The Government’s decision to establish the position of Commonwealth Chief Allied Health Officer is the next important step towards best practice health care from full teams of doctors, nurses, allied health professionals and others for all Australians. The Chief Allied Health Officer will provide specialised advice to government on allied health and also be pivotal in securing a multidisciplinary approach to health workforce policies and programs. The focus of the new position on rural and remote areas, where people need every bit of help they can get to have good access to allied health services, is particularly welcome.
“For too long, allied health has been the forgotten health profession,” according to Gordon Gregory, Executive Director of the NRHA. “When money is short it is so often the case that allied health positions in the public sector are the first to be cut.

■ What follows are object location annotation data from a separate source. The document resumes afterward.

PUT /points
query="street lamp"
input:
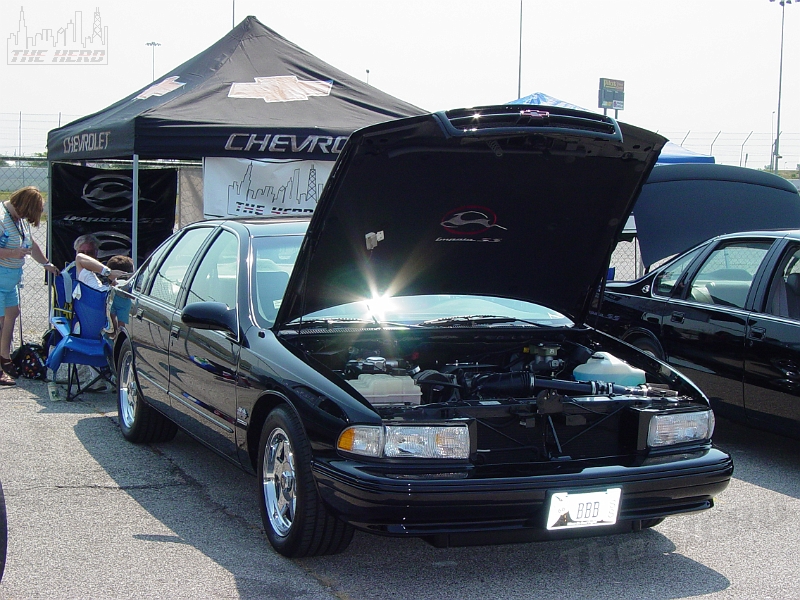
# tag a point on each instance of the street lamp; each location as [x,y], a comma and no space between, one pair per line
[153,46]
[777,154]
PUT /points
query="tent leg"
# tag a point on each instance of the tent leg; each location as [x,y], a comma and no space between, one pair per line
[135,213]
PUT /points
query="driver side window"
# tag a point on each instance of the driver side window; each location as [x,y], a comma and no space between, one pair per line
[784,290]
[668,278]
[216,276]
[727,274]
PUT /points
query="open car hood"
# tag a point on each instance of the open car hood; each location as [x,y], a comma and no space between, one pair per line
[497,201]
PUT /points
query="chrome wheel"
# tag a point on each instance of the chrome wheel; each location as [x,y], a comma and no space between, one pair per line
[128,392]
[280,482]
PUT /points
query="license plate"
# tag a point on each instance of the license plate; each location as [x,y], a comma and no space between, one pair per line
[585,509]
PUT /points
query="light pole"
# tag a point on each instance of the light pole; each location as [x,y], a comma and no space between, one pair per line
[772,145]
[519,78]
[777,154]
[153,46]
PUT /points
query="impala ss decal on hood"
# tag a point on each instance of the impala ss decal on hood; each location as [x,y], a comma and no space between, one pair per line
[470,224]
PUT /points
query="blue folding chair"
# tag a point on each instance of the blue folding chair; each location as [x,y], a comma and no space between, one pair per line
[82,341]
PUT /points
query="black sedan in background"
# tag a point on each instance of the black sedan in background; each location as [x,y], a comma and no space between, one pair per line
[413,360]
[727,315]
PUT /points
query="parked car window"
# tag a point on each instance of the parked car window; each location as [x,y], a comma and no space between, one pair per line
[149,267]
[784,291]
[169,278]
[274,261]
[669,277]
[727,274]
[215,279]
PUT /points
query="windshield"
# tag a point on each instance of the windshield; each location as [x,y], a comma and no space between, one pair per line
[442,310]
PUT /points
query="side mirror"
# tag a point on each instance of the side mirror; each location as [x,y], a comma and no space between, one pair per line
[215,316]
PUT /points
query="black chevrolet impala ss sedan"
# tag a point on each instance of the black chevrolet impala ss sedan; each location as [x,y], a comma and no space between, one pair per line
[727,314]
[413,360]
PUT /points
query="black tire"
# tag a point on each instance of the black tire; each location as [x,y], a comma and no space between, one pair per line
[648,346]
[3,532]
[295,519]
[138,422]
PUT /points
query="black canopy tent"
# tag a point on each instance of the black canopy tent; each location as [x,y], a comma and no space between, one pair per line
[252,94]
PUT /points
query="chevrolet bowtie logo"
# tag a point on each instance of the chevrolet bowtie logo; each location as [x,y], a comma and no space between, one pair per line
[282,88]
[159,89]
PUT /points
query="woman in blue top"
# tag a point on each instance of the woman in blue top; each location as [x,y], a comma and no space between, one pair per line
[23,209]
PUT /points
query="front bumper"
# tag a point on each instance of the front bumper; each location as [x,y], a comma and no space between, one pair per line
[383,502]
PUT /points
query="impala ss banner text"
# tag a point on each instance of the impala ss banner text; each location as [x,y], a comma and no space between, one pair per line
[98,201]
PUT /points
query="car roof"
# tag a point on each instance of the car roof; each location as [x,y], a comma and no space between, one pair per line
[259,226]
[714,172]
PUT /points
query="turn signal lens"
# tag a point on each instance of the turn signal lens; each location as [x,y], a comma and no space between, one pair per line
[678,428]
[361,439]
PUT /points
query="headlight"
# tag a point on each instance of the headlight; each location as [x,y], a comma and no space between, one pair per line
[399,441]
[677,428]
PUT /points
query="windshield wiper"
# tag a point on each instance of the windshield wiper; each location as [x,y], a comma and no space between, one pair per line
[475,320]
[333,322]
[329,322]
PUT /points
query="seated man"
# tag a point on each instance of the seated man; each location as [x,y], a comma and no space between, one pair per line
[84,244]
[88,271]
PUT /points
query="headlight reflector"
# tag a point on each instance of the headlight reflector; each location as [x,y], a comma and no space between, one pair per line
[400,441]
[677,428]
[426,442]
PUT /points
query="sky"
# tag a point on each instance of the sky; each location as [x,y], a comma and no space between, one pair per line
[702,72]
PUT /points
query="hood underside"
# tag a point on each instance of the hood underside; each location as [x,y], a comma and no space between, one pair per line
[498,201]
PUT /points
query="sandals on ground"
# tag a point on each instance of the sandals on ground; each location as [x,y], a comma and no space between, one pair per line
[8,367]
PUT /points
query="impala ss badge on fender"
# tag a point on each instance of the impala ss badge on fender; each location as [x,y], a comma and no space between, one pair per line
[470,220]
[373,378]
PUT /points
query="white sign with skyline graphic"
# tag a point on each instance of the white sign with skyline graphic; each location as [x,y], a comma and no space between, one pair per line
[240,187]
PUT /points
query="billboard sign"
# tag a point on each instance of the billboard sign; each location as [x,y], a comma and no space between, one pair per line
[611,94]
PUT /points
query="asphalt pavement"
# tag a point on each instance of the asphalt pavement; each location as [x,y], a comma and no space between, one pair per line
[93,516]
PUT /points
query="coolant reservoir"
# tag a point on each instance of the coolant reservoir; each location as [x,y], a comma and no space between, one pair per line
[603,366]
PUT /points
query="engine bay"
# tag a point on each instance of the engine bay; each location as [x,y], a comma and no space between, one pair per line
[395,372]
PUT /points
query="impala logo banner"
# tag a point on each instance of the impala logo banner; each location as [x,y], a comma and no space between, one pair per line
[98,201]
[281,88]
[73,42]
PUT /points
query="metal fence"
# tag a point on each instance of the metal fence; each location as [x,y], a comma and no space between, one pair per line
[24,134]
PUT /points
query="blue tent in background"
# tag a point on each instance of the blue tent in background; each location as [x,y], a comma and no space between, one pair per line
[671,154]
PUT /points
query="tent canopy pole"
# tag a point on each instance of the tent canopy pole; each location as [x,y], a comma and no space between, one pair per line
[135,213]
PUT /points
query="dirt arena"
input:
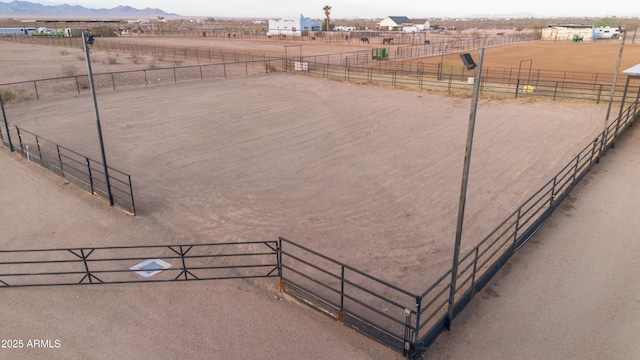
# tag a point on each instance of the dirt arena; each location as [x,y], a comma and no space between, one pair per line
[367,175]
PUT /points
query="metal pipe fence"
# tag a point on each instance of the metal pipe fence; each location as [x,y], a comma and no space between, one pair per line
[135,264]
[80,170]
[113,81]
[457,80]
[405,321]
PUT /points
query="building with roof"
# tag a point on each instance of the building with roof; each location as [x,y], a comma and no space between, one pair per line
[403,23]
[293,26]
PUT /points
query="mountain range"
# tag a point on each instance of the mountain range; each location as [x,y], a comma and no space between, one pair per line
[28,9]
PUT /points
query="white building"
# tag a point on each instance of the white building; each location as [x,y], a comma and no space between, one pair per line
[403,23]
[293,26]
[607,32]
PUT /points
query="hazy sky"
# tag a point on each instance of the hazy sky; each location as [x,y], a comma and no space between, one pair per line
[369,9]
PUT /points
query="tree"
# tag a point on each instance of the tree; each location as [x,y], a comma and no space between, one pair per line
[327,12]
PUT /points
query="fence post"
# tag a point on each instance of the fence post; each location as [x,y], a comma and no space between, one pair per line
[6,124]
[407,332]
[35,86]
[341,311]
[515,230]
[20,141]
[39,151]
[89,172]
[60,161]
[279,257]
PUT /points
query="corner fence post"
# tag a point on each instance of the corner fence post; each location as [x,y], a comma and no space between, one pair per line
[280,264]
[60,161]
[341,311]
[6,124]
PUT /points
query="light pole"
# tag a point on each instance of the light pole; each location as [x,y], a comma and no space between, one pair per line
[6,125]
[470,64]
[88,39]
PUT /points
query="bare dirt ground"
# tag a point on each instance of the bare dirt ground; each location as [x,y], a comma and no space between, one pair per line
[371,180]
[572,292]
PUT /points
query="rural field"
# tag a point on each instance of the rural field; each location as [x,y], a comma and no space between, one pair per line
[367,175]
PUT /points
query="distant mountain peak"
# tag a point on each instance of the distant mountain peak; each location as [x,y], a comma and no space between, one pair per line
[18,8]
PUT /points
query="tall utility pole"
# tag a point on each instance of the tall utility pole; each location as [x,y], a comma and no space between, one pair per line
[463,186]
[88,39]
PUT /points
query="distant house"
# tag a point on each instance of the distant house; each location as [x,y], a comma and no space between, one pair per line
[293,26]
[567,32]
[403,23]
[393,23]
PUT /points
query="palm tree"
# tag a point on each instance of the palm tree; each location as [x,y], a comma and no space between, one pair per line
[327,12]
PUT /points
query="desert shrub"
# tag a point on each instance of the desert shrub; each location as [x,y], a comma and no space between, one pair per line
[9,95]
[83,82]
[69,70]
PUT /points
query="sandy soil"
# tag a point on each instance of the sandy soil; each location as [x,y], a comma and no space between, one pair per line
[371,180]
[571,293]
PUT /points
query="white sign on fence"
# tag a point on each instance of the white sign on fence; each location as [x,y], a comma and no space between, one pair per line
[301,65]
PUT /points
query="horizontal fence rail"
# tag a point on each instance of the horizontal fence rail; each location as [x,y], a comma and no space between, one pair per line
[78,169]
[398,318]
[408,322]
[79,84]
[374,307]
[456,80]
[134,264]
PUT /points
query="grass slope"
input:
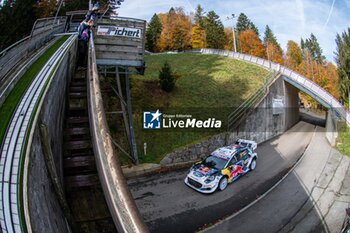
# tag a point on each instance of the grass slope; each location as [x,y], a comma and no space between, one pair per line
[209,86]
[10,104]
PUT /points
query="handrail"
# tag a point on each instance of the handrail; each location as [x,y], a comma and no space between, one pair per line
[11,57]
[310,86]
[16,147]
[119,199]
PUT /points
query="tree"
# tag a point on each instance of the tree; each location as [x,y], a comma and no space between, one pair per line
[46,8]
[251,44]
[229,39]
[176,33]
[166,78]
[343,63]
[243,24]
[214,30]
[274,53]
[198,16]
[294,55]
[197,37]
[16,21]
[270,37]
[153,33]
[312,45]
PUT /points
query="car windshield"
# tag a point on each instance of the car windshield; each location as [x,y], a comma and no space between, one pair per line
[215,162]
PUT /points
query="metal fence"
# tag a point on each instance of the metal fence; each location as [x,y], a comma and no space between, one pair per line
[119,199]
[309,86]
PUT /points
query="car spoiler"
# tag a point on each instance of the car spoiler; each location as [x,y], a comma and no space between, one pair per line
[251,144]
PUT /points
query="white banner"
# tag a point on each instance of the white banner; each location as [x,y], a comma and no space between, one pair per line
[119,31]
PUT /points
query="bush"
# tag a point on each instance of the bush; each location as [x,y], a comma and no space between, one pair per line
[167,78]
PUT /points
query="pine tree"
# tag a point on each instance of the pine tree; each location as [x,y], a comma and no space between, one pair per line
[343,63]
[312,45]
[214,31]
[166,78]
[270,37]
[152,33]
[254,28]
[251,44]
[198,16]
[243,24]
[197,37]
[176,33]
[274,51]
[16,21]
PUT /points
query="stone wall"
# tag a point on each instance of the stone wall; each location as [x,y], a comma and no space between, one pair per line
[261,125]
[331,128]
[45,212]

This is happening right now in Queensland and other jurisdictions which are losing allied health positions at a dangerous rate,” he said.
The term ‘allied health’ covers 15-20 professional groups, the largest of which are physiotherapists and psychologists. “Allied health professionals provide valuable health services in a wide range of settings, including hospitals, aged care facilities, private practices, patients’ homes, schools, community health centres, Medicare Local programs and rehabilitation services,” Mr Gregory said.
“The current focus on disability services reminds us all of the critical contribution made by allied health professionals to the services for people living with a disability - although, in rural and remote areas, there is less distinction between the disability, aged care and health sectors than in areas where health professionals are thicker on the ground.”
Eight of the NRHA’s 34 members are allied health bodies. One of the longstanding principles of the Alliance’s advocacy has been that medical, nursing and midwifery, allied health, pharmacy and oral health professionals should all be seen as necessary members of the multidisciplinary team and should receive equivalent attention and support.
The NRHA will continue to promote a model of health care in rural and remote areas that sees all health professional groups working with consumers and health service providers to improve health outcomes - and this week's announcement provides a significant fillip to the whole team. Congratulations are due to Services for Australian Rural and Remote Allied Health (SARRAH), Allied Health Professions Australia (AHPA), Indigenous Allied Health Australia (IAHA) and individual allied health professional groups for their consistent advocacy; to the Senate Community Affairs References Committee for supporting the proposed position; and to Minister Plibersek for acting on the proposal.